That May Farncombe knew him was apparent. The slight quiver in the man’s eyelids, and the almost imperceptible curl of the lips had not passed him unnoticed. There was some secret between them, of what nature he, of course, knew not.
“I wonder who that man is?” Geoffrey remarked quite casually, as soon as he was out of hearing.
“I don’t know,” was her prompt reply. “He’s often out with the hounds.”
Falconer smiled within himself. He saw that she did not intend to admit that she had any knowledge of him. Like all women, she was a clever diplomat. But the man had made a sign to her—a sign of secrecy.
And at that moment Sylvia rode up with their host, George Barclay, and joined them, crying:
“Oh! what a run! I was left quite out of it. You were both at the kill, I suppose?”
That night Geoffrey sat alone with his host after the others had retired, and from him learnt that Mr. Farncombe, his wife’s uncle, had lived a long time in Marseilles as agent of a great English shipping company, and that May had been born in France. Falconer then mentioned the stranger who had exchanged those meaning glances with the girl, to which Barclay replied:
“I often see the fellow hunting. He comes from London, and stays at the George, at Stamford, I have heard.”
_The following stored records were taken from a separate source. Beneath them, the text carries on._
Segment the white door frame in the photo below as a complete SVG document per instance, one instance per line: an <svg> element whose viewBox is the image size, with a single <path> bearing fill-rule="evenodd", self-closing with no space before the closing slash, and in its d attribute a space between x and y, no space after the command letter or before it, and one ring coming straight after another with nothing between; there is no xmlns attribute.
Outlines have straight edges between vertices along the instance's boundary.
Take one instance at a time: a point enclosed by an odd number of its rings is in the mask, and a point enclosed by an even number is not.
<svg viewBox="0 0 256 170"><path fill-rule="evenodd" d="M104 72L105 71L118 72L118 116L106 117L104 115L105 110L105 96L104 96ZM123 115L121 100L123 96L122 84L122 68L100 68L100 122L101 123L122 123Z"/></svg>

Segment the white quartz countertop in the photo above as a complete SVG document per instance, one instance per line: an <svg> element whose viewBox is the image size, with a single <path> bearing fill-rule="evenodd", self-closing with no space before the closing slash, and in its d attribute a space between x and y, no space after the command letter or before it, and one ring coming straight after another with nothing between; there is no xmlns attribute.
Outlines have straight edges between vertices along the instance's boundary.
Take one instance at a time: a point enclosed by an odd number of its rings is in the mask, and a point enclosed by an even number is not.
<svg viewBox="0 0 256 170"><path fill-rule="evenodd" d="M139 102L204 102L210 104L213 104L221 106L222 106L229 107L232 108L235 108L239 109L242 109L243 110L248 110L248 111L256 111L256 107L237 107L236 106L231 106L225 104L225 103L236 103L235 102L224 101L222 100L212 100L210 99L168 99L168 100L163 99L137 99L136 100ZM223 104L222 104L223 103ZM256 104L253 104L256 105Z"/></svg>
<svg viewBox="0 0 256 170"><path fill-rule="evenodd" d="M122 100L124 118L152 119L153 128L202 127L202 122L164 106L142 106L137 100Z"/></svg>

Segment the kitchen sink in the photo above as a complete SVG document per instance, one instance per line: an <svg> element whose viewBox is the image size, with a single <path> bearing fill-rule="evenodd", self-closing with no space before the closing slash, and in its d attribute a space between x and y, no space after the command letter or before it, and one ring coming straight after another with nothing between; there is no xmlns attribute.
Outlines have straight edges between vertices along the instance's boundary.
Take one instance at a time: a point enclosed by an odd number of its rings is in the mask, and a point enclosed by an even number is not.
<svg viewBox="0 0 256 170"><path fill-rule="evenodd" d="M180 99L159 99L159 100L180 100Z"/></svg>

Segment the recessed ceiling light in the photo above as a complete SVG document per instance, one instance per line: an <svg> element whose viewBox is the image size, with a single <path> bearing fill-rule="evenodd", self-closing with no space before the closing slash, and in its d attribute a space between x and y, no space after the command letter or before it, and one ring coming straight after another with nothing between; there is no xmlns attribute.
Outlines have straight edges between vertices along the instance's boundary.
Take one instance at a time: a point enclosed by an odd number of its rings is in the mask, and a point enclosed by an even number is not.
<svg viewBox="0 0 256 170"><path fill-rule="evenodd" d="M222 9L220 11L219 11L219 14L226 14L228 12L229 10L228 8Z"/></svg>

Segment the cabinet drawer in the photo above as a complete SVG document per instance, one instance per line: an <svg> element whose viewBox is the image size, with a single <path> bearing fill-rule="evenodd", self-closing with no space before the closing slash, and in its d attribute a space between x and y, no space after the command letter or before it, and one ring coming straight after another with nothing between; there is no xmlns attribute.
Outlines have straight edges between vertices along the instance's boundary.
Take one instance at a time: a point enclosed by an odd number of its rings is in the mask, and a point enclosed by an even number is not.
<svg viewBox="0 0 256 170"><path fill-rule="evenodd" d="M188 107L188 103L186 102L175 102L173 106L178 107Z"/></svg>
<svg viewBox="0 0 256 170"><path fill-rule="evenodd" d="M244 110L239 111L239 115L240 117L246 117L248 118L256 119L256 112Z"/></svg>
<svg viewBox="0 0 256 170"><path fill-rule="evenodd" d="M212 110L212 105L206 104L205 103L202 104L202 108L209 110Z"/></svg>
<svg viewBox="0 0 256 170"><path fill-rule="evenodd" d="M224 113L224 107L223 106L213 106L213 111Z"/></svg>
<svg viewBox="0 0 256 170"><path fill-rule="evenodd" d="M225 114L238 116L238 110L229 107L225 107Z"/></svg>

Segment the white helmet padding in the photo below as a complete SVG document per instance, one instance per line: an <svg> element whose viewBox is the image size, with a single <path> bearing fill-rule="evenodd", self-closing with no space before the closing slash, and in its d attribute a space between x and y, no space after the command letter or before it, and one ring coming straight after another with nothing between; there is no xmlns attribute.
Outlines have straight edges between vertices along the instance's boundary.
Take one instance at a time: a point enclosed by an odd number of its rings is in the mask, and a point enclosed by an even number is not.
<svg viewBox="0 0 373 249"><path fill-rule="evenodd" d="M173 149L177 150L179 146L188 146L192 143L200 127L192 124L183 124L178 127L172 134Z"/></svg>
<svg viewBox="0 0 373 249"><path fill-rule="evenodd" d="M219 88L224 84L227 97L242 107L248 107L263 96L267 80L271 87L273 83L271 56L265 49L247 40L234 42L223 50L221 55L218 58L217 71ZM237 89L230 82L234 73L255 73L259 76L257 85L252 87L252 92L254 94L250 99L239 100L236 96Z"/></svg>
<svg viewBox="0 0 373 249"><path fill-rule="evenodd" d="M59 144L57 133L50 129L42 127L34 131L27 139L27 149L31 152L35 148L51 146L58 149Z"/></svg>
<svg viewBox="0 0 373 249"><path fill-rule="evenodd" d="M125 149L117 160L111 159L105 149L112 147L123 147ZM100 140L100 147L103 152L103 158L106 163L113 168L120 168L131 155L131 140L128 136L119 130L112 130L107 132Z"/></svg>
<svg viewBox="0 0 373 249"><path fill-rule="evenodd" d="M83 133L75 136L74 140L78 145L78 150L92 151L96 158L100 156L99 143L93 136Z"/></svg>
The days passed. Geoffrey managed to obtain an extension of his leave, and with Sylvia and May went to several meets—at King’s Cliffe, at Laxton Park, and also at Castor Hanglands. On each occasion the stranger from London was there. His name, Geoffrey found out from the George, at Stamford, was Ralph Phillips, but who or what he was nobody knew. So long as he paid a generous subscription to the Fitzwilliam pack, nobody cared.
That May Farncombe in denying all knowledge of the man had deliberately told an untruth, was quite plain. Geoffrey, however, kept his own counsel, and while spending many happy hours with Sylvia—Lord Hendlewycke being away at Cannes staying with an aunt—he nevertheless made no mention of his discovery.